Importance of plant sterols in pattern formation and hormone signalling.

The recent identification of sterol mutants in plants has shown that these molecules play essential roles in development. Although several such mutants are dwarfed, predominantly because of the reduced accumulation of brassinosteroids, others show distinctive phenotypes. We put forward the view that sterols also have roles in mediating brassinosteroid-independent signalling, in the trafficking of membrane vesicles that transport key regulatory proteins and in correct signalling protein conformation and function in membranes.

hydra Mutants of Arabidopsis are defective in sterol profiles and auxin and ethylene signaling.

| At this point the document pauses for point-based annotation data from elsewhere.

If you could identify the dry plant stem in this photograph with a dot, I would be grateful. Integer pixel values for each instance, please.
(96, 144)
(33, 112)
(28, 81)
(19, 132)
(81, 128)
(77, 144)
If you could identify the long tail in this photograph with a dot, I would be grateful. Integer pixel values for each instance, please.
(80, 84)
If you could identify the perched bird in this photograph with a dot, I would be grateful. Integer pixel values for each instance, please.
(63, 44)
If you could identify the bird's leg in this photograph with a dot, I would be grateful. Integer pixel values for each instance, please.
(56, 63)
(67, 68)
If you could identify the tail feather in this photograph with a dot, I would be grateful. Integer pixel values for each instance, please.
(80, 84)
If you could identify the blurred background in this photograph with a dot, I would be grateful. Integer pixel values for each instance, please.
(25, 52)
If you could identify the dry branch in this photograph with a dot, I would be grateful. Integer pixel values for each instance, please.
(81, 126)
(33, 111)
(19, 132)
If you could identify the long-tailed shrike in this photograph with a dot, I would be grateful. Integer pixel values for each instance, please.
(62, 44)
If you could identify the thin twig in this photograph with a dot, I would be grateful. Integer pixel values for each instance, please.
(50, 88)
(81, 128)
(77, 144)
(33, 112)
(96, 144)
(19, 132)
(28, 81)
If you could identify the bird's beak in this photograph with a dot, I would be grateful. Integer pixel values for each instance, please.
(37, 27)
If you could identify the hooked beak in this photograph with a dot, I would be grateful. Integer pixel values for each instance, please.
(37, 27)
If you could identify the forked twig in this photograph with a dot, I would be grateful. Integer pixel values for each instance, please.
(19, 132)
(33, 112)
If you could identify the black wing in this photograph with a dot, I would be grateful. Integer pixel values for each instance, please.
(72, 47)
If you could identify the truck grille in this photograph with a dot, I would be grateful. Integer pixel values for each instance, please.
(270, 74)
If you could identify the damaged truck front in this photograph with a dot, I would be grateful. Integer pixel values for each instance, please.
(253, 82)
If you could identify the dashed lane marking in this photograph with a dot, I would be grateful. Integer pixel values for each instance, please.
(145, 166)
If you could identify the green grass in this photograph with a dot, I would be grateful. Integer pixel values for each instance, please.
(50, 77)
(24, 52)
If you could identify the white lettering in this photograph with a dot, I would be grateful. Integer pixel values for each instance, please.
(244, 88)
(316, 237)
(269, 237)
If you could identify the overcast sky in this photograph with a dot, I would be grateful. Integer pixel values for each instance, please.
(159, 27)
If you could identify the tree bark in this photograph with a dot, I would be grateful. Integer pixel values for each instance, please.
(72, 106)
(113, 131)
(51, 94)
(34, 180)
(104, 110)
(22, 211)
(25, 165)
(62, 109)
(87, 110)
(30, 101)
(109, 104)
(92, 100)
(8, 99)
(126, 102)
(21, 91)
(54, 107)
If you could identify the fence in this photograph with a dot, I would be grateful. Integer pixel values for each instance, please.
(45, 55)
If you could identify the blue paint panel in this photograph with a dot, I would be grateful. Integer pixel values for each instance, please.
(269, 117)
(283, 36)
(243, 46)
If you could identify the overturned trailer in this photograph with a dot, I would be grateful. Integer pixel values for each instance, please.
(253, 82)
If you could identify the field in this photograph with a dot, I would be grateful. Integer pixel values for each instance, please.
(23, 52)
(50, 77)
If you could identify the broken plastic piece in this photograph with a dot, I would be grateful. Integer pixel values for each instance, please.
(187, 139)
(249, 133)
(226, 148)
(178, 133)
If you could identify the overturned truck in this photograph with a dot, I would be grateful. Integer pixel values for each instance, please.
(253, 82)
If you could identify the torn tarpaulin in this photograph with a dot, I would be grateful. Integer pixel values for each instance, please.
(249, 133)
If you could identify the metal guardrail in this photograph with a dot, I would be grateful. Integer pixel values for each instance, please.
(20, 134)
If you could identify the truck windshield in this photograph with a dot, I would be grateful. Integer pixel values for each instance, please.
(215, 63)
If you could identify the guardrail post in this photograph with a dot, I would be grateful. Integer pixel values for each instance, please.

The hydra mutants of Arabidopsis are characterized by a pleiotropic phenotype that shows defective embryonic and seedling cell patterning, morphogenesis, and root growth. We demonstrate that the HYDRA1 gene encodes a Delta8-Delta7 sterol isomerase, whereas HYDRA2 encodes a sterol C14 reductase, previously identified as the FACKEL gene product. Seedlings mutant for each gene are similarly defective in the concentrations of the three major Arabidopsis sterols. Promoter::reporter gene analysis showed misexpression of the auxin-regulated DR5 and ACS1 promoters and of the epidermal cell file-specific GL2 promoter in the mutants. The mutants exhibit enhanced responses to auxin. The phenotypes can be rescued partially by inhibition of auxin and ethylene signaling but not by exogenous sterols or brassinosteroids. We propose a model in which correct sterol profiles are required for regulated auxin and ethylene signaling through effects on membrane function.